B. L’insuffisance des justifications liées aux obstacles bancaires
La candidate tentait de justifier l’absence de compte bancaire par les refus systématiques opposés par plusieurs établissements financiers malgré ses démarches répétées durant la campagne. Cependant, le Conseil constitutionnel écarte ce moyen de défense en jugeant que « cette circonstance n’est pas de nature, à elle seule, à justifier la méconnaissance » de la loi.
Le droit au compte prévu par le code monétaire et financier offre des voies de recours que le candidat doit impérativement exercer avec une diligence suffisante. La simple invocation de difficultés matérielles ne saurait suffire à exonérer le prétendant au mandat législatif de ses responsabilités comptables les plus fondamentales. Cette exigence de forme est si essentielle que son non-respect constitue systématiquement une faute lourde aux yeux du juge constitutionnel.

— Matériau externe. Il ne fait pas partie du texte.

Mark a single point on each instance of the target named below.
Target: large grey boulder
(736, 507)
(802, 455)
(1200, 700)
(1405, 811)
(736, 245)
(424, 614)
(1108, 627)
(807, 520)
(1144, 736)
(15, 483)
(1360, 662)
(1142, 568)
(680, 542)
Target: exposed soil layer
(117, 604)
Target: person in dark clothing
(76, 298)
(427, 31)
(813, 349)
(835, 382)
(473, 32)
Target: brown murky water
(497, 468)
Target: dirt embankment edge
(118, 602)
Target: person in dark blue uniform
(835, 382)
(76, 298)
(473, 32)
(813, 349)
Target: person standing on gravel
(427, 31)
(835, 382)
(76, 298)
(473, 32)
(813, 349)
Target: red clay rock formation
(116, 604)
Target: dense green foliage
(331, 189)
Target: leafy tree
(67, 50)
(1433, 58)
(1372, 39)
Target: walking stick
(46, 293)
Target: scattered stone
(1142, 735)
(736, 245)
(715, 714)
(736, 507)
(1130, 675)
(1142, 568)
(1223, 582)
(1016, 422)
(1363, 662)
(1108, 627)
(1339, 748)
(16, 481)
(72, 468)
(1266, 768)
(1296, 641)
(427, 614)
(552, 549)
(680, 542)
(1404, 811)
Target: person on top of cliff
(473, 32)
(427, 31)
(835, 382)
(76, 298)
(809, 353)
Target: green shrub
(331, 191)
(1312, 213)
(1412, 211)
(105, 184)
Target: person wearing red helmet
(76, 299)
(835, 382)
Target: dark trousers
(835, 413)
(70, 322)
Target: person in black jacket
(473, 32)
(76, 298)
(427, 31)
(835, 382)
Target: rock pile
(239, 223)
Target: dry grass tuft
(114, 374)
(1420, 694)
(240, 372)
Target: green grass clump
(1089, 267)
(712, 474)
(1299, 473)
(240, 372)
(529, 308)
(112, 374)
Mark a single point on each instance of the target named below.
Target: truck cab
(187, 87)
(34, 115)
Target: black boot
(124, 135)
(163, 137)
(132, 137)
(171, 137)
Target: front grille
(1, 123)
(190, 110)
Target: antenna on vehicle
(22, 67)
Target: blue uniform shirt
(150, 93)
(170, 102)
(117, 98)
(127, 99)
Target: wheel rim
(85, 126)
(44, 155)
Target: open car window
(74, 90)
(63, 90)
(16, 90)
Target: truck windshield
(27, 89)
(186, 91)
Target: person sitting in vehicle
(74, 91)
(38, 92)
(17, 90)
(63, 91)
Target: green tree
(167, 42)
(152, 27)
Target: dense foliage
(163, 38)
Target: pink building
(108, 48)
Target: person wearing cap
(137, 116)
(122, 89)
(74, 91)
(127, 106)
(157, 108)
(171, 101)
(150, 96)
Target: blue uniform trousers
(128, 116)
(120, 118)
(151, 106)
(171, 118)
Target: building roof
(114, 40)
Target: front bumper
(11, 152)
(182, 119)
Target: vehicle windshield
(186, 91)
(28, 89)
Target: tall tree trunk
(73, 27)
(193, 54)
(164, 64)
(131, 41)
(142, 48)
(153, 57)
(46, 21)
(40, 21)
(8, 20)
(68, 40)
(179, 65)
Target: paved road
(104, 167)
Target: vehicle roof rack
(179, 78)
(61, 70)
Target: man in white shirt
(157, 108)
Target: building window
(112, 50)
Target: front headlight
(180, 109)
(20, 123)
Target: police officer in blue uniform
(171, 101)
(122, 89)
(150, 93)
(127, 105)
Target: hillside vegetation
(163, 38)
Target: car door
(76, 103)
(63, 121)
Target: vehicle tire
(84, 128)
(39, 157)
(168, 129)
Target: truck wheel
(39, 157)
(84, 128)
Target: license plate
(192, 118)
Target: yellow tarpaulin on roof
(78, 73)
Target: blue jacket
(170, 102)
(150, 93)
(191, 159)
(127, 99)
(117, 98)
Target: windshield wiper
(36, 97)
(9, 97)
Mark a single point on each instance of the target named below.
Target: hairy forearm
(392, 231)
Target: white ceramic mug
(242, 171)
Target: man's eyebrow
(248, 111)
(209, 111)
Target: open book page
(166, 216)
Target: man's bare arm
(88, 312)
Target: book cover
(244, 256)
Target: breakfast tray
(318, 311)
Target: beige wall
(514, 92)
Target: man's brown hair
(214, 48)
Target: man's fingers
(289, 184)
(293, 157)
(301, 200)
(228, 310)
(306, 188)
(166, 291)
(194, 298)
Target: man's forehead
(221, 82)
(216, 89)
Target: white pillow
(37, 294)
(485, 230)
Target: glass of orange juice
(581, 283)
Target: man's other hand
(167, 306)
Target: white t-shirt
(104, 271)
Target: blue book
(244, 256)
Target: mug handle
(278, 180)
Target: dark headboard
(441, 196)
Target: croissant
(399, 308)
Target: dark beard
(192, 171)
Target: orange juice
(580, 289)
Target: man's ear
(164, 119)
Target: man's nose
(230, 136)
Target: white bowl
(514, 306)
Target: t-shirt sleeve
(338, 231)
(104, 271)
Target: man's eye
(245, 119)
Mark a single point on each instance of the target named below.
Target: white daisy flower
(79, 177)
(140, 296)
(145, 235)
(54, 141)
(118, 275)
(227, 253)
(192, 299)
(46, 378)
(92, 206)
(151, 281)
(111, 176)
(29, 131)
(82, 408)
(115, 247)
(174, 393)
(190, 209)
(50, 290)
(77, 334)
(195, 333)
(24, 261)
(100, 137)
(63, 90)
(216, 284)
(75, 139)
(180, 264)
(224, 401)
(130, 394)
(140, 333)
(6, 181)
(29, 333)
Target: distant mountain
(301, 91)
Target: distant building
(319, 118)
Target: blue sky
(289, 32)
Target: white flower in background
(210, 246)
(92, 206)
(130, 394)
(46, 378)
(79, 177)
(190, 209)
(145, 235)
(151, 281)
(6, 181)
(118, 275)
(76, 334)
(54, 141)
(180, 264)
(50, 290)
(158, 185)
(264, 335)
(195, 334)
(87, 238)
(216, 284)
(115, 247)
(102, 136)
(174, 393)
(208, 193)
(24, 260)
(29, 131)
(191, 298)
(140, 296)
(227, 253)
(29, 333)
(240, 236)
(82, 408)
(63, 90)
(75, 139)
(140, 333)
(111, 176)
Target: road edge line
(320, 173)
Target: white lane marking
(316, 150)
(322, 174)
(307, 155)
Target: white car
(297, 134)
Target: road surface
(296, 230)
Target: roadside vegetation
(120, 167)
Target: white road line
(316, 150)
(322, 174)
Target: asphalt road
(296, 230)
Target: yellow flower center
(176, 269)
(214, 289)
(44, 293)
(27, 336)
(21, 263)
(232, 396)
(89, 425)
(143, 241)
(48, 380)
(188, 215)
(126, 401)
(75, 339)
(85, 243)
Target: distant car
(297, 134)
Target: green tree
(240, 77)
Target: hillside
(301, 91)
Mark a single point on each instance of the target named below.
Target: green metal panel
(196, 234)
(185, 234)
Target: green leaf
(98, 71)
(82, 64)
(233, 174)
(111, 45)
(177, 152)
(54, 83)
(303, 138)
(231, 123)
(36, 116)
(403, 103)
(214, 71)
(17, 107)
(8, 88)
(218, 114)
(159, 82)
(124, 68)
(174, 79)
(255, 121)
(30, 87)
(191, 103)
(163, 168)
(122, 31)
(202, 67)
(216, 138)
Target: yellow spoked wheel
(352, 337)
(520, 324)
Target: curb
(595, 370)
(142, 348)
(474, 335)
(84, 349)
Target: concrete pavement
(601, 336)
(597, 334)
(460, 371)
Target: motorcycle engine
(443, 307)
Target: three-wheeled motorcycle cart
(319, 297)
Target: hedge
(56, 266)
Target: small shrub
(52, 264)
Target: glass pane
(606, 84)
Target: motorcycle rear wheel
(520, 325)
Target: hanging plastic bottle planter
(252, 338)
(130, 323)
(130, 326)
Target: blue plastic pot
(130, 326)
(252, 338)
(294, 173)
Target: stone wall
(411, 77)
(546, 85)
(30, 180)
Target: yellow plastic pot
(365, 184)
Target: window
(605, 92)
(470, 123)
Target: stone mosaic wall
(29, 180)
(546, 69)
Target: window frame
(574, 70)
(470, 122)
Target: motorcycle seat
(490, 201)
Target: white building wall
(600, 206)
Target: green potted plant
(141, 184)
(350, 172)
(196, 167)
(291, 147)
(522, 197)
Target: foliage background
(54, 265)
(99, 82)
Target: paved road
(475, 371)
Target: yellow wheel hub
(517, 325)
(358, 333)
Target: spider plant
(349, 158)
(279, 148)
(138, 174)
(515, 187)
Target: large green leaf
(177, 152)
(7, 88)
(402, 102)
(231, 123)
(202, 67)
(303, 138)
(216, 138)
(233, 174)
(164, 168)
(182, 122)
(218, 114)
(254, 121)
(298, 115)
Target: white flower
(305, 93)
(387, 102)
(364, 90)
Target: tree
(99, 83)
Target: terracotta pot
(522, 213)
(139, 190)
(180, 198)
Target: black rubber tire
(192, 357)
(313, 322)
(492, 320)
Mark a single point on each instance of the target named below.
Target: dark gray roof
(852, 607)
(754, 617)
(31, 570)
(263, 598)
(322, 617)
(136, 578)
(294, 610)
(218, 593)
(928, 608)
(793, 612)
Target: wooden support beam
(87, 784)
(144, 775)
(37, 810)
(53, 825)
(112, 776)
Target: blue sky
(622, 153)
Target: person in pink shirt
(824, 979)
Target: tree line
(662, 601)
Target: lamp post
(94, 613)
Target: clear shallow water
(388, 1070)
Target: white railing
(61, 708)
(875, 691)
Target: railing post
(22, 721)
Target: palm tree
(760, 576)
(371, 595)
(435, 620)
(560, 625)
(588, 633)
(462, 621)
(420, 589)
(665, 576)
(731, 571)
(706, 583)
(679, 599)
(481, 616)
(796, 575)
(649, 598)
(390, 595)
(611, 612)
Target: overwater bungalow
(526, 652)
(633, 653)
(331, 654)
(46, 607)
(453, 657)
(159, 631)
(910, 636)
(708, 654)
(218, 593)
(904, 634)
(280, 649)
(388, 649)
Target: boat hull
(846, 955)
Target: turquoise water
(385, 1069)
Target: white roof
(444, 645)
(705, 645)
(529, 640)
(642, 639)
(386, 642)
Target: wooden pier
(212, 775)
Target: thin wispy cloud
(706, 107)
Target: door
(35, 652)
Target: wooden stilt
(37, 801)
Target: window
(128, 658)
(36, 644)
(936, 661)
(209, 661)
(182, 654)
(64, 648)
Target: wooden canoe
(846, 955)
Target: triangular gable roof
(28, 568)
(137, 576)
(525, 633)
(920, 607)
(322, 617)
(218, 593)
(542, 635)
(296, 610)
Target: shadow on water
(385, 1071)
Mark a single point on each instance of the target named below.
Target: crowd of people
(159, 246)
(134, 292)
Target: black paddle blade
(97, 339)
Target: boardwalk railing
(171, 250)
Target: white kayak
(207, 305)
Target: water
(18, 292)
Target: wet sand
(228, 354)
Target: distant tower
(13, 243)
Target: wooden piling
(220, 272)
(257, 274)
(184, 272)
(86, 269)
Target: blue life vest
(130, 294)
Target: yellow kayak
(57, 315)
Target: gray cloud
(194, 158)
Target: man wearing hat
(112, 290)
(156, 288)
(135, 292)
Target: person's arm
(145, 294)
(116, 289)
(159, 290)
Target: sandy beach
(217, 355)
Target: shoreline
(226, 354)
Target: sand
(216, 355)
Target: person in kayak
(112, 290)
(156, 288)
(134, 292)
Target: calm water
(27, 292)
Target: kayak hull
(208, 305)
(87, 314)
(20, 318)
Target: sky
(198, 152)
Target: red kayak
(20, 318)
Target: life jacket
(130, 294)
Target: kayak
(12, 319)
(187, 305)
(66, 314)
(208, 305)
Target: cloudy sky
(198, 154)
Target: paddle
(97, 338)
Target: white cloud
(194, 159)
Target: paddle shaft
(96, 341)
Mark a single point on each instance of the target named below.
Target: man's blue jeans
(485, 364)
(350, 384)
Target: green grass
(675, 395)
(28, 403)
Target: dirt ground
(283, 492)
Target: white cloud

II. La sanction de l’inéligibilité face à un manquement caractérisé
A. La reconnaissance d’une faute d’une particulière gravité
L’article L.O. 136-1 du code électoral permet au juge de déclarer inéligible le candidat en cas de « manquement d’une particulière gravité aux règles de financement ». En l’espèce, l’absence de tout compte bancaire est qualifiée de faute majeure privant la commission nationale de son pouvoir souverain de vérification comptable.
Le Conseil constitutionnel souligne la « particulière gravité de ce manquement » pour justifier une sanction privant l’intéressée de son droit de se porter candidate. Cette qualification juridique traduit une volonté de fermeté à l’égard des candidats négligents ou impréparés aux exigences de la vie démocratique et institutionnelle.
B. Une mesure de protection de la sincérité du scrutin
La sanction de l’inéligibilité pour une durée d’un an vise à garantir l’égalité entre les candidats et la sincérité globale des opérations électorales contestées. Par cette décision, le juge constitutionnel réaffirme que le respect scrupuleux des procédures de financement est une condition préalable absolue à l’exercice d’un mandat.
Cette solution classique s’inscrit dans une jurisprudence constante protégeant l’ordre public électoral contre les dérives potentielles liées à l’opacité des flux financiers. La rigueur du contrôle assure finalement la confiance des citoyens envers leurs représentants élus au sein du Parlement pour la durée de la législature.